I did. The whisky burned my throat, but it warmed and
calmed me.
It took us forty-five minutes to get to the island, forty-five minutes of being pounded by the storm and my own fear. We were heading into the wind and the rain was blinding. Every time Jackie’s boat slapped against the whitecaps, it shuddered as if it was about to split in two. My panic about Taylor hit in waves, overwhelming me. At one point, I looked out and I couldn’t see anything: no islands, no shoreline, no line dividing earth from heaven. In that moment I felt a stab of existential terror. I was alone in the universe in a frail boat with a stranger. It was a metaphor the psalmist would have understood.
And then Jackie Desjarlais looked up and smiled at me.
“Some fun,” he said.
“Yeah,” I said, “some fun.”
Those were the only words we spoke until the island came into view. The rain had stopped, and as we came closer to shore, I turned to Jackie.
“Shouldn’t we try to keep out of sight?” I asked.
“They know the boat,” he said flatly.
For a moment, I thought I’d fallen into a trap. I remembered Jill Osiowy’s warning: “Don’t take things at face value. For once in your life, Jo, don’t assume the best.”
“Everybody here works for them one way or another,” Jackie was saying. “I’m one of the ones that brings the clients over.” He shuddered. “And I feel like shit.
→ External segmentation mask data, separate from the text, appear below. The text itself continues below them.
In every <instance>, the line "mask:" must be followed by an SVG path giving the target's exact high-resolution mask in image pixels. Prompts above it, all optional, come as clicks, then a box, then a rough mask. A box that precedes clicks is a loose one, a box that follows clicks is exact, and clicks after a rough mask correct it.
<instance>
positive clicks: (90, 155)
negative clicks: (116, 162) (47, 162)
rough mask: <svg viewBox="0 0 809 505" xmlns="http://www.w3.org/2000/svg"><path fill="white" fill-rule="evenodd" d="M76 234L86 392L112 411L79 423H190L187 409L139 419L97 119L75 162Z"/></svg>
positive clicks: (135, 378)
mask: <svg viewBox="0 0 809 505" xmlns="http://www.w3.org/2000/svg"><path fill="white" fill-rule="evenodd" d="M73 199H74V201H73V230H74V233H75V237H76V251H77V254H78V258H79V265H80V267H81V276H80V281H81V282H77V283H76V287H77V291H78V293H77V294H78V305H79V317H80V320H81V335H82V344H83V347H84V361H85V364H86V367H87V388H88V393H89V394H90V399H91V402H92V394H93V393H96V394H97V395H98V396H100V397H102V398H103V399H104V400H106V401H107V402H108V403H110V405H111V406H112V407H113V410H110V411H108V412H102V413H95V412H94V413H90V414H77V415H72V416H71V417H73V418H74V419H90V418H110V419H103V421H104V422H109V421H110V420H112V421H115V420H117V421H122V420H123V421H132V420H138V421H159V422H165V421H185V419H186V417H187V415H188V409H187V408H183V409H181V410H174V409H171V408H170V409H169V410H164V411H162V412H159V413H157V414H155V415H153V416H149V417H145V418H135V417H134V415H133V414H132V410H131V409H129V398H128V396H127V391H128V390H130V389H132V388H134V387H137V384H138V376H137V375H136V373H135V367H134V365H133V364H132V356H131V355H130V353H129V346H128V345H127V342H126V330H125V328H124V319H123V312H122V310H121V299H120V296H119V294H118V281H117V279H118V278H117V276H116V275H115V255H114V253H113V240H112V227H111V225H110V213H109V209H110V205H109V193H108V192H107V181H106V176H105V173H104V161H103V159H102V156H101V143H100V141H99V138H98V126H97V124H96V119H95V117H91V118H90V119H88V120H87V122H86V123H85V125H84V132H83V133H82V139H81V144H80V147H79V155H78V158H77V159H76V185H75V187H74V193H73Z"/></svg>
Theresa always said it was a business, a service. You asked me back there how she got out of Blue Heron Point. She worked for them. She started when she was a kid. Maybe eleven. She didn’t have no choice then. Our old man was a drunken son of a bitch and our mother …” He spat into the water. He looked at me and his eyes were dark with fury. “Our mother was no mother. A woman from town told Theresa that Social Services was going to take me and her, too, unless Theresa did something. So she did something …”
“She must have loved you very much,” I said.
“She woulda done anything for me,” he said flatly. “When she was older, they brought her into the business. They sent her down south to go to high school and look for more kids. For a couple of years she was a kind of manager at their place in Regina. She made a lotta money, bought me this boat, bought me everything. She always took care of me.” His voice broke. “Fuck,” he said.